В первую минуту от него ничего нельзя было добиться. Он жадно ел и понемногу успокаивался после испуга внезапного пробуждения от горячечного сна.
Лясота, всегда с особенной жалостью относившийся к таким же несчастным, как он сам, пристально всматривался в худое, почерневшее лицо беглеца. В изменившихся чертах его он уловил что-то знакомое, как будто где-то им виденное.
Беглец взглянул на него, и из его уст вырвалось первое слово:
– Лясота!
– Боже милосердный! Да ведь это Богдан Топорчик! – крикнул старик, всплеснув руками. – Что же ты делаешь здесь, в лесу? Ведь ты же был вместе с Казимиром, и мы думали, что ты ушел с ним за границу к немцам, потому что ты был всегда при нем. Королевич любил тебя и не должен был тебя оставлять.
Только теперь развязался язык у Топорчика.
– Он и не оставил меня, – сказал он, – это добрый и богобоязненный государь, только люди нехорошо и нечестно поступили с ним! Я случайно отстал от его двора, раньше, чем он уехал к матери. Потом уже не к кому было ехать, и невозможно было догнать его. Разразилась буря, и вот что сталось со мной.
Невольный стон вырвался из груди Богдана при этих словах. Все, стоя подле него, смотрели на него с глубоким сочувствием. И вот маленький караван увеличился еще одним бедняком, а пока его накормили и сговорились между собой, как быть дальше, наступил вечер.

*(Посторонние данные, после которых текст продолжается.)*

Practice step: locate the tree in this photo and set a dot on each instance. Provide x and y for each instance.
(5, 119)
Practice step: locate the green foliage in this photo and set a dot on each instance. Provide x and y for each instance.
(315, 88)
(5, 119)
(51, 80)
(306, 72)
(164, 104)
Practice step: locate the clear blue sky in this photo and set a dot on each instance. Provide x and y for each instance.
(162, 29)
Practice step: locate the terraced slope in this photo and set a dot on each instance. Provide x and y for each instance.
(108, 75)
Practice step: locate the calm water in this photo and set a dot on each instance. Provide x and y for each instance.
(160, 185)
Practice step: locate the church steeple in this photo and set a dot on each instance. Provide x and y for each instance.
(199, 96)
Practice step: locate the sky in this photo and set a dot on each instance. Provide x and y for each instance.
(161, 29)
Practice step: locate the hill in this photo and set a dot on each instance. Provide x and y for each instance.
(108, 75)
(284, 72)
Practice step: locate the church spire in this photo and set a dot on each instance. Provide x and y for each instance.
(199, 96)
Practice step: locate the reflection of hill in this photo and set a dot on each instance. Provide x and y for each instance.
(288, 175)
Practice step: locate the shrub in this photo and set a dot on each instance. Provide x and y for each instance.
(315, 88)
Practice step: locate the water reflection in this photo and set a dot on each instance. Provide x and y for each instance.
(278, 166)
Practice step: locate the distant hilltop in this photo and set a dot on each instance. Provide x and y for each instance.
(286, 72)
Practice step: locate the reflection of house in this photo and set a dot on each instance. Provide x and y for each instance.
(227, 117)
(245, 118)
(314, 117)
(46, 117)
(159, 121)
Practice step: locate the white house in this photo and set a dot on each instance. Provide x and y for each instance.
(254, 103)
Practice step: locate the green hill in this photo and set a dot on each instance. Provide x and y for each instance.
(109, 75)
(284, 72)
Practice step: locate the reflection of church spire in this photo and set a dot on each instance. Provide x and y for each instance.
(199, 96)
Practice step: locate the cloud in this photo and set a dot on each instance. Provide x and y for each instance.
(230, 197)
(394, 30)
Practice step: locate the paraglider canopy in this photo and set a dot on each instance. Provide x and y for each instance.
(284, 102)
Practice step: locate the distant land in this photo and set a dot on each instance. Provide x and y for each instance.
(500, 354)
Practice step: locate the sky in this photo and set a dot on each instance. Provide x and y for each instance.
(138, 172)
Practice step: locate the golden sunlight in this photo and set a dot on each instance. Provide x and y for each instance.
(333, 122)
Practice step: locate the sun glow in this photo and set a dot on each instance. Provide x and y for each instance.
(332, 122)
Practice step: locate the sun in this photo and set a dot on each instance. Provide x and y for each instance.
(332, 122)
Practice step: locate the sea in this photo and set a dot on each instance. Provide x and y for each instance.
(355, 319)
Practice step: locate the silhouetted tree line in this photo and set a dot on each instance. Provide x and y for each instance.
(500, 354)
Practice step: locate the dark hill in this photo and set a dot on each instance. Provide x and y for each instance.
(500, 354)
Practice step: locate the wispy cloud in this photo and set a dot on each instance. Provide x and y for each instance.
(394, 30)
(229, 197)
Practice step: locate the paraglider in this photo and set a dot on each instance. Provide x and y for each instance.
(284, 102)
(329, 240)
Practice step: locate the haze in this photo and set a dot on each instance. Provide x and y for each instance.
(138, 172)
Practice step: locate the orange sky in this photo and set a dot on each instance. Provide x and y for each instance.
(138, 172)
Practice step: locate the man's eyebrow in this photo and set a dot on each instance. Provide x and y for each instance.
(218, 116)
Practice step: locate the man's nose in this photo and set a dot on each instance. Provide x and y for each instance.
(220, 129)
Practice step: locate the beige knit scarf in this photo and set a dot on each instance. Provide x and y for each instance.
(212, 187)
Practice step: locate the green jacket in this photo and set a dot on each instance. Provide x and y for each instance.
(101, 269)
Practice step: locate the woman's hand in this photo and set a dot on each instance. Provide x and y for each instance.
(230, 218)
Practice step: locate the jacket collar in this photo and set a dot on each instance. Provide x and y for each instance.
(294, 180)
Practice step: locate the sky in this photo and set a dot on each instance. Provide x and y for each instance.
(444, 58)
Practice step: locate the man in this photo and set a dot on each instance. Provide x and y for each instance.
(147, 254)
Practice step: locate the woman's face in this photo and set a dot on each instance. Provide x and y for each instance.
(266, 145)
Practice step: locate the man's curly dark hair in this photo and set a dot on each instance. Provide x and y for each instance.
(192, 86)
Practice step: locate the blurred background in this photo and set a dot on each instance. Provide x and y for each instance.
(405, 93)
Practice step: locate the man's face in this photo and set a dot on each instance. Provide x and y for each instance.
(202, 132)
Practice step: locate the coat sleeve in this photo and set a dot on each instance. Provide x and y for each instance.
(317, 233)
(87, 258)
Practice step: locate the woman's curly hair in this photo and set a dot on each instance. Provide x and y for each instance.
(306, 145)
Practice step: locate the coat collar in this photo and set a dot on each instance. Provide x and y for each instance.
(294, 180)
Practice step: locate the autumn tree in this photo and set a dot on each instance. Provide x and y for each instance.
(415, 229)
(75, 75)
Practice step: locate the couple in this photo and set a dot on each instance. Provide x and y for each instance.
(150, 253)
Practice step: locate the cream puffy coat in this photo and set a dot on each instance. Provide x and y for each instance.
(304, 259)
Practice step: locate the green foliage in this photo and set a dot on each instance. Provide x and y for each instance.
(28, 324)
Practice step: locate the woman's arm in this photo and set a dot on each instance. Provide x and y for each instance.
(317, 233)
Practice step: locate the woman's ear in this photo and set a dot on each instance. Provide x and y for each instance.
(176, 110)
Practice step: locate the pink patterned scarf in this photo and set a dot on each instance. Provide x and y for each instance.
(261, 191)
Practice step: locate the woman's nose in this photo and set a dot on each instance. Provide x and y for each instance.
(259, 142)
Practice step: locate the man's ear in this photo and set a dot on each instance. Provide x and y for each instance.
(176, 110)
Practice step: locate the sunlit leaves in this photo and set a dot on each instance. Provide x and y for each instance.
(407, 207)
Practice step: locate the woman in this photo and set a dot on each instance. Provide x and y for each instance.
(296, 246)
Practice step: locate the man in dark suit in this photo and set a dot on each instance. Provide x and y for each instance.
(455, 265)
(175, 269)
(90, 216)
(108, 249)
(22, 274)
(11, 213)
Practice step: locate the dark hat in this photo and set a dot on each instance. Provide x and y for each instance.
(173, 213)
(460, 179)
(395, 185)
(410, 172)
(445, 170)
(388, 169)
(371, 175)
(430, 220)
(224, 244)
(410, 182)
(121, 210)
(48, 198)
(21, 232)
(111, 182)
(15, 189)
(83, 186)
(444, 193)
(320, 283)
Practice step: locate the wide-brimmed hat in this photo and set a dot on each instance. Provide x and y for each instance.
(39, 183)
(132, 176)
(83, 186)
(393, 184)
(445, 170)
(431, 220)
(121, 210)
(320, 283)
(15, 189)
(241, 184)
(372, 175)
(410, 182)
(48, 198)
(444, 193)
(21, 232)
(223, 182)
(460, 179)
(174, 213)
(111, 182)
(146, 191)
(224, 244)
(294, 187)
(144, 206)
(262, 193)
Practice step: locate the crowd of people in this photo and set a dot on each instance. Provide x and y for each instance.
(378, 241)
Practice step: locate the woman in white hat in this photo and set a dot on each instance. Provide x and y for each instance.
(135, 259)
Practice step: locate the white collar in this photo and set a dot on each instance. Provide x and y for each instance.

Ольшовское городище было уже недалеко; надо было решить теперь же, ехать ли дальше или переждать до следующего вечера и с наступлением мрака подойти к замку.
Спыткова, неспокойная и усталая, настаивала на том, чтобы ехать сейчас же, другие колебались. Бросить Богдася Топорчика на произвол судьбы было немыслимо, и всем невольно пришла в голову одна и та же мысль – что чем больше народа явится в замок, тем неохотнее их примут. Теперь их было уже восемь, а в голодное время прокормить в осажденном замке столько людей было нелегкой задачей.